Ellie Broughton of Time Out says this about the street and area:

Lamb’s Conduit Street: what a weird name. This partly pedestrianised stretch of Bloomsbury has nothing to do with actual lambs – in fact, it’s named after a wealthy Tudor dude called William Lambe. He built a conduit, or pipe, here to supply the City with spring water, which was rebuilt by Christopher Wren after being damaged in the Great Fire of London. The street became fashionable in the nineteenth century, when Charles Dickens was a local.

So it’s one of London’s more historic bits, evidenced most clearly by two Victorian pubs: The Lamb and The Perseverance, both pulling pints to this day. The Lamb still has ‘snob screens’: frosted glass partitions at eye-height so prudish middle-class drinkers could get a bit of privacy.

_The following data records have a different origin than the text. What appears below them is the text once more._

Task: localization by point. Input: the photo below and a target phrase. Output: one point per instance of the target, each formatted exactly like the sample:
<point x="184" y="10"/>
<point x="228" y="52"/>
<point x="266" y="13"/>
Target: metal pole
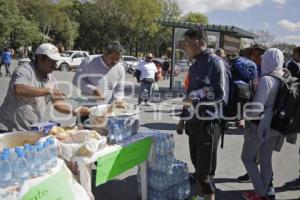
<point x="173" y="59"/>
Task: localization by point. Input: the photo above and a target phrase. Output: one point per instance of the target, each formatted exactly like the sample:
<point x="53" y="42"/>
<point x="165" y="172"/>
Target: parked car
<point x="159" y="64"/>
<point x="182" y="65"/>
<point x="71" y="60"/>
<point x="22" y="61"/>
<point x="130" y="63"/>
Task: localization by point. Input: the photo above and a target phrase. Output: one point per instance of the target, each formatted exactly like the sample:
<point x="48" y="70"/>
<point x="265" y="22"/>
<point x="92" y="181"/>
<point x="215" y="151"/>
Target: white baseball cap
<point x="49" y="50"/>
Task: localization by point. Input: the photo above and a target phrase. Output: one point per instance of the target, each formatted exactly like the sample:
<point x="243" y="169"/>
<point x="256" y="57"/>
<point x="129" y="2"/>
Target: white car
<point x="71" y="60"/>
<point x="22" y="61"/>
<point x="130" y="63"/>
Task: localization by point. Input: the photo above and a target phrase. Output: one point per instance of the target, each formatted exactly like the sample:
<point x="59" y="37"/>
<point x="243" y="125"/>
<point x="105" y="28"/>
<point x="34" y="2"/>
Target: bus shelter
<point x="219" y="36"/>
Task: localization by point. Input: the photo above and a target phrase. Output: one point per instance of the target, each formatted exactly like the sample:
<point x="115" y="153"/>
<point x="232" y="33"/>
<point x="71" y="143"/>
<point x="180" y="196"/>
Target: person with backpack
<point x="260" y="138"/>
<point x="208" y="85"/>
<point x="243" y="72"/>
<point x="254" y="53"/>
<point x="146" y="74"/>
<point x="6" y="60"/>
<point x="293" y="66"/>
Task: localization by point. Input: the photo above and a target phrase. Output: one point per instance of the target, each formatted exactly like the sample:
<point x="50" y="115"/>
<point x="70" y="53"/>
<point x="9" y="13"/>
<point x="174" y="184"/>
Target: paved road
<point x="285" y="163"/>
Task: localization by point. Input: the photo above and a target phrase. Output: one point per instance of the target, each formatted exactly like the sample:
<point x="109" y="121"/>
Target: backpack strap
<point x="213" y="59"/>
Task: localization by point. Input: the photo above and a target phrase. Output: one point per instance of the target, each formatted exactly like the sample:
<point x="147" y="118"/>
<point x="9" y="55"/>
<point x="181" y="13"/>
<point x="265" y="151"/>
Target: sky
<point x="280" y="17"/>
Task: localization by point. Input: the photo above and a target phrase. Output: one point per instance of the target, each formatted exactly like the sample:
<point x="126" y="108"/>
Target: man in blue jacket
<point x="6" y="60"/>
<point x="208" y="87"/>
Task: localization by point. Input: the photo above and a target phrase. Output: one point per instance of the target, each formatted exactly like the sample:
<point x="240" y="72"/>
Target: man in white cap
<point x="31" y="88"/>
<point x="146" y="73"/>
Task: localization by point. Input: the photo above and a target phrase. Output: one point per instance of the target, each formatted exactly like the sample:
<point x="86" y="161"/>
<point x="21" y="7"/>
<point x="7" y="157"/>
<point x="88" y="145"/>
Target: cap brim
<point x="55" y="57"/>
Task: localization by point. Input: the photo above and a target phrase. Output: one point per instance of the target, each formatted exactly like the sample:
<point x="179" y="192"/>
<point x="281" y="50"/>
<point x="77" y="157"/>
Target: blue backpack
<point x="243" y="71"/>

One of the main things that sets Lamb’s Conduit Street apart is its dearth of chains. There was once a Starbucks here, but local businesses fought tooth-and-nail to keep the street independent, and that spirit has allowed an innovative food co-operative and a whole strip of luxury clothes shops to take root. The result: a perfect place to retire after a trip to the British Museum, and an excellent alternative to the West End for after‑work drinks. Come for the snob screens, stay for the old London atmosphere.